No one ever went broke prying money from the hands of would-be actors:
- The state of California is clamping down on the practice of “pay to audition” workshops, in which actors pay to be seen.
California Labor Commissioner Arthur Lujan is ready to announce a new set of guidelines making workshop operators liable for lawsuits if they’re found to be taking unfair advantage of thesps.
Lujan is finalizing an agreement to spell out legal operating guidelines.
He plans to announce as early as this week that workshop operators have agreed to the rules, which are in the form of a stipulation for declaratory judgement — i.e., the regulations are designed to have the weight of state law.
Lujan had proposed last month that workshop operators sign a consent decree, but spokeswoman Susan Gard said the switch was made to give more weight to the potential punishment.
“Our thinking is that the threat of a suit is stronger than a contempt-of-court order,” she added.
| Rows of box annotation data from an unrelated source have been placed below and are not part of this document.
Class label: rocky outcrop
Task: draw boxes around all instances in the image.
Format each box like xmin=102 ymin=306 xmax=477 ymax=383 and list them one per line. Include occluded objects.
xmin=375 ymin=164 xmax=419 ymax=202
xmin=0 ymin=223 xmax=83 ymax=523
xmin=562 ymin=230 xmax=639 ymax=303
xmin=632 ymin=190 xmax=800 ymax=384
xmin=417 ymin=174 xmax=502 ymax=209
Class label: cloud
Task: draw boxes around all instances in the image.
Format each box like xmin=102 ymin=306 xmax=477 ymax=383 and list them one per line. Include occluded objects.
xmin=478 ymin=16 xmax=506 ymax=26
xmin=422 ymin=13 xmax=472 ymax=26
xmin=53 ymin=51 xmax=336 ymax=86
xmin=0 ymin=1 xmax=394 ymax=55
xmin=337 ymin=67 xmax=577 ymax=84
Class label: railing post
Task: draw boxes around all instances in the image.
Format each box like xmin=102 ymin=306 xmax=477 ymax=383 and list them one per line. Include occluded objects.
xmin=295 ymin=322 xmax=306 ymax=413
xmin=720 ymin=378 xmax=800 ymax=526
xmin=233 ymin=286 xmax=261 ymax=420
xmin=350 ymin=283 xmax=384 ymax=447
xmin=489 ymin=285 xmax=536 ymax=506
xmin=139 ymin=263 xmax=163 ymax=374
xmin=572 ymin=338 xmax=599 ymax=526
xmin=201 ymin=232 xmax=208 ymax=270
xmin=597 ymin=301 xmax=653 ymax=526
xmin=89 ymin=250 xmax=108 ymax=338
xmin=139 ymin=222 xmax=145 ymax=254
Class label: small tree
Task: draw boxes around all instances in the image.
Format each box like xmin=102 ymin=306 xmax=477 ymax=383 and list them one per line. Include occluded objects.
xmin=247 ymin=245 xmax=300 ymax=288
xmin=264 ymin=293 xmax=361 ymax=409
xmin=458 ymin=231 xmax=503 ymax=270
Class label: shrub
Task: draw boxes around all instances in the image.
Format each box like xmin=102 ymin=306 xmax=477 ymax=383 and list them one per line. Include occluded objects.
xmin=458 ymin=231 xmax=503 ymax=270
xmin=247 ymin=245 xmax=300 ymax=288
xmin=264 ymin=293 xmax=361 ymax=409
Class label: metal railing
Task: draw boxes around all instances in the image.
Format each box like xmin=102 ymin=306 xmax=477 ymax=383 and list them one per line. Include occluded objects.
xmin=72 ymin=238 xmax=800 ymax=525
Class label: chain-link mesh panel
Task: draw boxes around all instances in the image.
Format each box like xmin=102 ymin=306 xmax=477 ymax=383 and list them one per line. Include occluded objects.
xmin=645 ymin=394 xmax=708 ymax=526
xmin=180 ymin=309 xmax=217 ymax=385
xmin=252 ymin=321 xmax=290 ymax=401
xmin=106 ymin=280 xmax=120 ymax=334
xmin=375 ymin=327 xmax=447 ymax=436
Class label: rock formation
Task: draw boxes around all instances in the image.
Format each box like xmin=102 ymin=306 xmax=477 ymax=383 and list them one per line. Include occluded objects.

….Details of the stipulation were not available. But the agreement is likely to include several key provisions that were part of last month’s proposed consent decree:
= Casting directors attending workshops will be unable to take actors’ pictures and resumes from the workshop.
= Workshop attendees will be required to sign a disclaimer stating that workshops are intended as educational opportunities only.
= Casting directors who choose to attend workshops will be required to submit a written curriculum to be kept on file and be made available to all workshop attendees upon request.
= If cold reading training is included as a part of the workshop, significant individual feedback, critique and performance adjustment must be provided for each actor attending a workshop by the casting guest.
= Workshop may not include in any advertising the use of testimonials about the success of workshops in getting interviews, auditions, callbacks or acting work.